5.5 | / 10 |
Users | 4.5 | |
Reviewer | 1.5 | |
Overall | 2.7 |
When college student Laura unfriends a mysterious girl online, she finds herself fighting a demonic presence that wants to make her lonely by killing her closest friends.
Starring: Alycia Debnam-Carey, William Moseley (I), Connor Paolo, Brit Morgan, Brooke MarkhamHorror | 100% |
Thriller | 37% |
Supernatural | 28% |
Video codec: MPEG-4 AVC
Video resolution: 1080p
Aspect ratio: 2.35:1
Original aspect ratio: 2.39:1
English: DTS-HD Master Audio 5.1
English SDH, Spanish
Blu-ray Disc
Single disc (1 BD)
UV digital copy
Slipcover in original pressing
Region A (B, C untested)
Movie | 1.5 | |
Video | 4.5 | |
Audio | 4.5 | |
Extras | 0.5 | |
Overall | 1.5 |
Do you really know all of your friends on Facebook, or your followers on other social media apps like Instagram or even (heaven forfend) LinkedIn? I know I don’t, and in fact I often wonder to myself, “Who is that?”, when an ostensible friend posts something weird that shows up on one of my social media feeds. There’s a curious built in irony to social networks, in that they give us the illusion of community while keeping us firmly isolated on either our phones or our computers, but Friend Request attempts to have Facebook “reach out and touch” people in a way suspiciously similar to that “viral video” at the heart of The Ring. The film begins with a harried college professor getting to his lecture class and quickly upbraiding his students for having downloaded a suicide video that had just been posted by a former student named Marina (Liesl Ehlers). When the professor asks the assembled multitudes if anyone has any information about the death, the camera’s quick dolly in to Laura Woodson (Alycia Debnam-Carey) drops a rather broad hint that she just might have a few datapoints tucked into her PC that might illuminate things. Of course, the film quickly segues back two weeks to give some background, but already Friend Request is on pretty tenuous narrative ground, a tendency it continues to suffer from as it trots out a series of pretty rote horror film clichés, albeit supposedly cloaking them in the “newfangled” technology of Facebook. (I have to say the one truly surprising thing about this film is how it repeatedly apes the technology and even look of Mark Zuckerberg’s “little” project, without ever including the Facebook logo or mentioning the app by name. I have to wonder if hushed legal negotiations took place in the background.)
Friend Request is presented on Blu-ray courtesy of Lionsgate Films with an AVC encoded 1080p transfer in 2.35:1. This is by and large a rather nice and even baroque looking presentation, one that derives quite a bit of energy from some of Marina's supposed illustrations and animations (see screenshot 3 for one example). The film tends to ping pong between brightly lit daytime sequences where the palette looks rather warm and detail levels are typically quite high, to darker, more "goth" like, nighttime or otherwise shadowy scenes which are often rather coolly graded toward blue or slate gray, and where detail levels don't quite rise to the same levels. Both practical effects and CGI look good throughout. The only passing issue is some minor banding, something that's rather unusual for a Lionsgate release (at least in my experience).
If you don't mind a horror movie music score that "Mickey Mouses" and/or announces every upcoming moment of grotesquerie, Friend Request's DTS-HD Master Audio 5.1 provides the proper bombast along with the ever popular sudden jolts of LFE to provoke startle effects.

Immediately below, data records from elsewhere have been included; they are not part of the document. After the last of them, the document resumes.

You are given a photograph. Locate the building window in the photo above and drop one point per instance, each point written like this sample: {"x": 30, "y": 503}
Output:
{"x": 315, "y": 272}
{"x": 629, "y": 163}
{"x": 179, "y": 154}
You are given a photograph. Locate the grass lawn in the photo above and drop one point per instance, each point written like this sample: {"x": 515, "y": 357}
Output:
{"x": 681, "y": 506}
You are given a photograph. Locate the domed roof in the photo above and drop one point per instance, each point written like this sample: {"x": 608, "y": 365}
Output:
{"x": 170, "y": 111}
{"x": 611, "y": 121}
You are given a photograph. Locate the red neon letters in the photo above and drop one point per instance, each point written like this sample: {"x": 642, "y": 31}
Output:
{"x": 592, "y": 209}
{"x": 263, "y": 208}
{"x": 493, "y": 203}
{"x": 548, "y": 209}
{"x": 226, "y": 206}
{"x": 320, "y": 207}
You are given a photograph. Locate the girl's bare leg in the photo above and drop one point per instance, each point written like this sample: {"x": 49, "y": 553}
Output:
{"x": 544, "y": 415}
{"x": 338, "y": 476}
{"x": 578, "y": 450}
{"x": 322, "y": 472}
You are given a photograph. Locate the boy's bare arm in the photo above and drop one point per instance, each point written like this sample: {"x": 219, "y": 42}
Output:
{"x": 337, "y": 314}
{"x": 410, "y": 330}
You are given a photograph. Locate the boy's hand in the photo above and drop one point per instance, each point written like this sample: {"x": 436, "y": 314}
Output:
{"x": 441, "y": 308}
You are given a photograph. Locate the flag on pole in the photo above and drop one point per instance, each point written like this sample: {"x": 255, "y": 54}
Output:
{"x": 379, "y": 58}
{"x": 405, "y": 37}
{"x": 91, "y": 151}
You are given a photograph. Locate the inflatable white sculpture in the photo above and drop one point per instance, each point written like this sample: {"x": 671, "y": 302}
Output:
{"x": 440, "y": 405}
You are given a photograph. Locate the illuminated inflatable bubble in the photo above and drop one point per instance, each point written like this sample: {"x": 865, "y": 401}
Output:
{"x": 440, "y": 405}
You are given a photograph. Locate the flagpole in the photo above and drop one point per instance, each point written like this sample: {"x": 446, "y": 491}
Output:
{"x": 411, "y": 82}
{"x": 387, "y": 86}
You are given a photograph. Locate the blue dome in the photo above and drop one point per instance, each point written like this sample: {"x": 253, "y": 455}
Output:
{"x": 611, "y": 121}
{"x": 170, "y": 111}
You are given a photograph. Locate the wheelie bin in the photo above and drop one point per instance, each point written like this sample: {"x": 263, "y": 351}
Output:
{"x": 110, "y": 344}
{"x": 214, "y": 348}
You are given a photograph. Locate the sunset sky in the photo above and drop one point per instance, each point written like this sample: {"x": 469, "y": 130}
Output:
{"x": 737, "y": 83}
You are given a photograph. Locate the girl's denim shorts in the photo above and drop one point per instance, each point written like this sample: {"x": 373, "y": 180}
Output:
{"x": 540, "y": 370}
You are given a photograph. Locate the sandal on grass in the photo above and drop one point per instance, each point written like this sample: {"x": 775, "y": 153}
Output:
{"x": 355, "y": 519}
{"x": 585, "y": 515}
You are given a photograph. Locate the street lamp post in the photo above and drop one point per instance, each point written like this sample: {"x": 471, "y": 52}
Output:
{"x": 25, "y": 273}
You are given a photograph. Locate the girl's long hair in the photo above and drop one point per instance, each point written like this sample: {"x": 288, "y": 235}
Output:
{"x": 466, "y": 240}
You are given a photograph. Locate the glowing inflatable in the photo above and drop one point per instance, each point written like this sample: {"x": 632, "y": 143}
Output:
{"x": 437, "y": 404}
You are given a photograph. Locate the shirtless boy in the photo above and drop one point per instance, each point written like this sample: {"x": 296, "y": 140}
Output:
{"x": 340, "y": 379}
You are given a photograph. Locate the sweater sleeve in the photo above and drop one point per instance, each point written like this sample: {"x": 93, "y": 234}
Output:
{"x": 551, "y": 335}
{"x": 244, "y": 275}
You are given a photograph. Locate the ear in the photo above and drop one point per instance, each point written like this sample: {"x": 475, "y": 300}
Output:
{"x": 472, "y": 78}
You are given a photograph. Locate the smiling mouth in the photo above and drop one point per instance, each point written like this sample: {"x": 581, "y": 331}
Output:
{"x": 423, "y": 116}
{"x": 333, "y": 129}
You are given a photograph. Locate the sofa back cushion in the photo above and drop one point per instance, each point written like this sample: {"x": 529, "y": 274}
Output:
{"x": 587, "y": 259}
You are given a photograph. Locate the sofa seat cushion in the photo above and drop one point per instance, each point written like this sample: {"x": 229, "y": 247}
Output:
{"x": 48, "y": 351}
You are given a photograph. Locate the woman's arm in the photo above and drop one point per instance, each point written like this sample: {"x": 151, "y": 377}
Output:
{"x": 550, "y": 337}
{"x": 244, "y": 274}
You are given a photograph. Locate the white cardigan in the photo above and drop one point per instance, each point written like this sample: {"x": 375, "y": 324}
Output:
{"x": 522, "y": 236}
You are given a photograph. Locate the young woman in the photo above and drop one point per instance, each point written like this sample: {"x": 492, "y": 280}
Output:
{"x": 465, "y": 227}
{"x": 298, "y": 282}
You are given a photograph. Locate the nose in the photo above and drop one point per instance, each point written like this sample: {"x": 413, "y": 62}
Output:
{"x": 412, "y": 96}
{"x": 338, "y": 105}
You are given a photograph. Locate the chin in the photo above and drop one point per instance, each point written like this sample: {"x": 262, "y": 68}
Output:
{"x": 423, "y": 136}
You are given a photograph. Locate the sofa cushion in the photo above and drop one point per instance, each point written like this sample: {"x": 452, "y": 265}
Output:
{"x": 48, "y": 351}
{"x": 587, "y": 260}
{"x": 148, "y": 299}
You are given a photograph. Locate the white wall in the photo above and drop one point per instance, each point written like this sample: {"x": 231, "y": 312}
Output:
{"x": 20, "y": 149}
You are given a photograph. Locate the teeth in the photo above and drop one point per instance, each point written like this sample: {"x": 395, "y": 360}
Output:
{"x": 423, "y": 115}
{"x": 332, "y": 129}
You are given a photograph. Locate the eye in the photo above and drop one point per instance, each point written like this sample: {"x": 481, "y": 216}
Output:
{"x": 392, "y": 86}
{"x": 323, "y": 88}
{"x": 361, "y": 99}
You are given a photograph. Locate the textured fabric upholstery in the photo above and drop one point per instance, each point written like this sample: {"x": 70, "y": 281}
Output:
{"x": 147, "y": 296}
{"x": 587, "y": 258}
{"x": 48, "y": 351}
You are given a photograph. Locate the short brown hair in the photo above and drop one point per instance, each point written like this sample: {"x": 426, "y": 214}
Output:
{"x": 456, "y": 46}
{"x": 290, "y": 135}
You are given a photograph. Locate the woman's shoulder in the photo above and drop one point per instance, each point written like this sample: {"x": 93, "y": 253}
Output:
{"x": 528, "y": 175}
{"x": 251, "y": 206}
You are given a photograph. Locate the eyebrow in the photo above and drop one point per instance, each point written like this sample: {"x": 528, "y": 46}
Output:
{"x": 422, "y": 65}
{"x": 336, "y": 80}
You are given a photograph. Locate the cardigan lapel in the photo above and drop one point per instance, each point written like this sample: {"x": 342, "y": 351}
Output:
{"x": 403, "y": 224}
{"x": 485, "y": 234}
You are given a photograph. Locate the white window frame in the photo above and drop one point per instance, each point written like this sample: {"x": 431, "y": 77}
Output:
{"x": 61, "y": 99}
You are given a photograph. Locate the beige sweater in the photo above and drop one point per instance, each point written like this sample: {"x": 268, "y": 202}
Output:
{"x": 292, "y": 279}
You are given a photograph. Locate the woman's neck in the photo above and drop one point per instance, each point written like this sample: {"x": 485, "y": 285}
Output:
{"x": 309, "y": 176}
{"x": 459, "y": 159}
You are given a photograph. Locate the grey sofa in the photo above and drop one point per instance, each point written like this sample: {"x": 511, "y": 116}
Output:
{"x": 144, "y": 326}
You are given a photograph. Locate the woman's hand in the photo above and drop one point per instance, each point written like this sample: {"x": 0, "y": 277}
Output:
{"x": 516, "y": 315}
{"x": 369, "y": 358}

There's good use of the surround channels throughout the audio presentation, whether that be in terms of the large lecture hall where a few scenes take place, to more confined locales like the spot where Marina supposedly committed suicide, where more industrial sounds occasionally intrude. Dialogue is rendered cleanly and clearly on this well prioritized and problem free track.
You've seen virtually everything in Friend Request before, and really not all that long ago if you ventured to check out Unfriended. This film doesn't even have that lackluster effort's "POV" conceit. There are some jolts here, but they're all of the rote variety and only temporarily distract from the fact that Friend Request has several manifest lapses of logic. Technical merits are strong for those considering a purchase.